Rainey: Army Must ‘Adapt Faster’ for Future Fight

Rainey: Army Must ‘Adapt Faster’ for Future Fight

GEN James E. Rainey, Commanding General, Army Futures Command, gives a special keynote presentation discussing the ‘Army of 2040’ to an eager crowd at AUSA Global Force Symposium & Exposition 2023
Photo by: US Army/Patrick Hunter

With the future of conflict uncertain and technology evolving at a rapid pace, the Army must make adaptability a top priority, said Gen. James Rainey, commander of Army Futures Command.

“In the event that we find ourselves in another conflict, I would put adaptability at the near top of the characteristics that we’re going to need, because nobody’s going to get the future totally right,” Rainey said June 3 as part of the Strategic Landpower Dialogue series co-hosted by the Association of the U.S. Army and the Center for Strategic and International Studies.

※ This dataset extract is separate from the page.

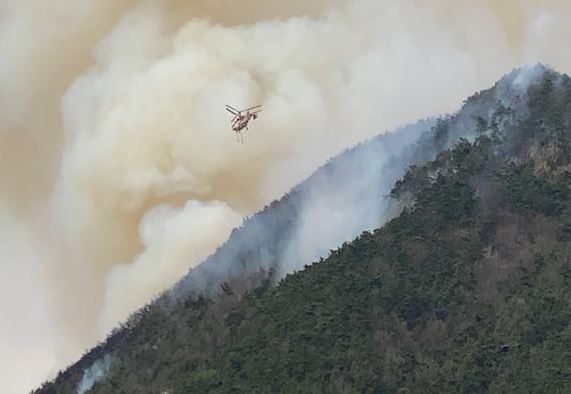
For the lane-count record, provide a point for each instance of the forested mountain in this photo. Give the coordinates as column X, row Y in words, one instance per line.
column 462, row 283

“It’s about not getting it really wrong, seeing what you missed and being able to adapt faster, which is a skill that we need to get better at as a military,” Rainey said. “We should get better at it now before we have to do it in combat.”

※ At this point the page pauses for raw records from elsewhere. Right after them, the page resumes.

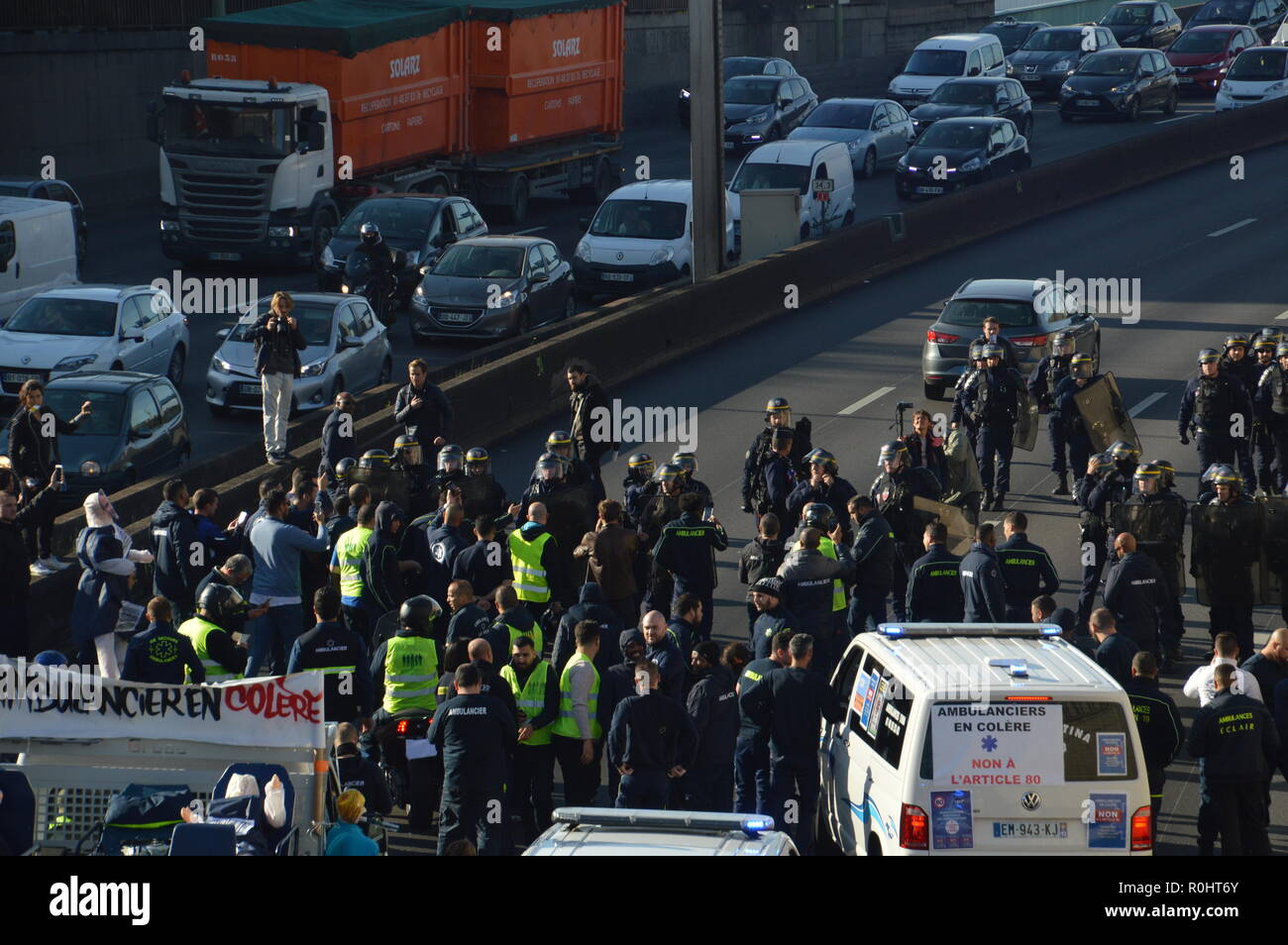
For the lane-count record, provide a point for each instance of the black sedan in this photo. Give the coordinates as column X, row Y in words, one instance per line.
column 492, row 287
column 958, row 153
column 1048, row 56
column 737, row 65
column 1120, row 82
column 419, row 224
column 977, row 98
column 1145, row 24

He described the current threat environment as “the most disruptive point in terms of technology” since before World War II, when people were “inventing things like airplanes, radios, combustible engines.”

“As disruptive as those were, the pace of disruption … is what is alarming,” he said. “Anything you think you know now is going to be different, certainly in a year, maybe 90 days.”

In a discussion about how the disruptiveness of technology is changing combat, Rainey pointed to the enduring aspects of war, things that will never change.

Rainey shared his view that “war remains a human endeavor, it’s a contest of will between people.” One has only to look to the conflict between Russia and Ukraine as an example of how the human element is present in decision making, in withstanding the horror, in why and for whom people fight, he said.

“We’re not going to fight anywhere where there’s not going to be serious civilian implications of that fight,” Rainey said. “People are still the thing.”

Because land “remains decisive” in warfare, people will always be affected, he said.

Another aspect of war that will not change for the “values-based” U.S. military is an adherence to the ethics of combat. The joint force, he said, is “special” because it abides by the law of armed conflict and will continue to do so.

Using the conflict in Ukraine as an example, Rainey said that commanders have to understand “the tremendous moral responsibility to ethically manage violence.”

“Our systems can’t just be a little bit faster than our enemy. We have to be so much better when it comes to decision making, because I believe we are going to continue to practice ethical decision making, even in the most horrific combat,” Rainey said.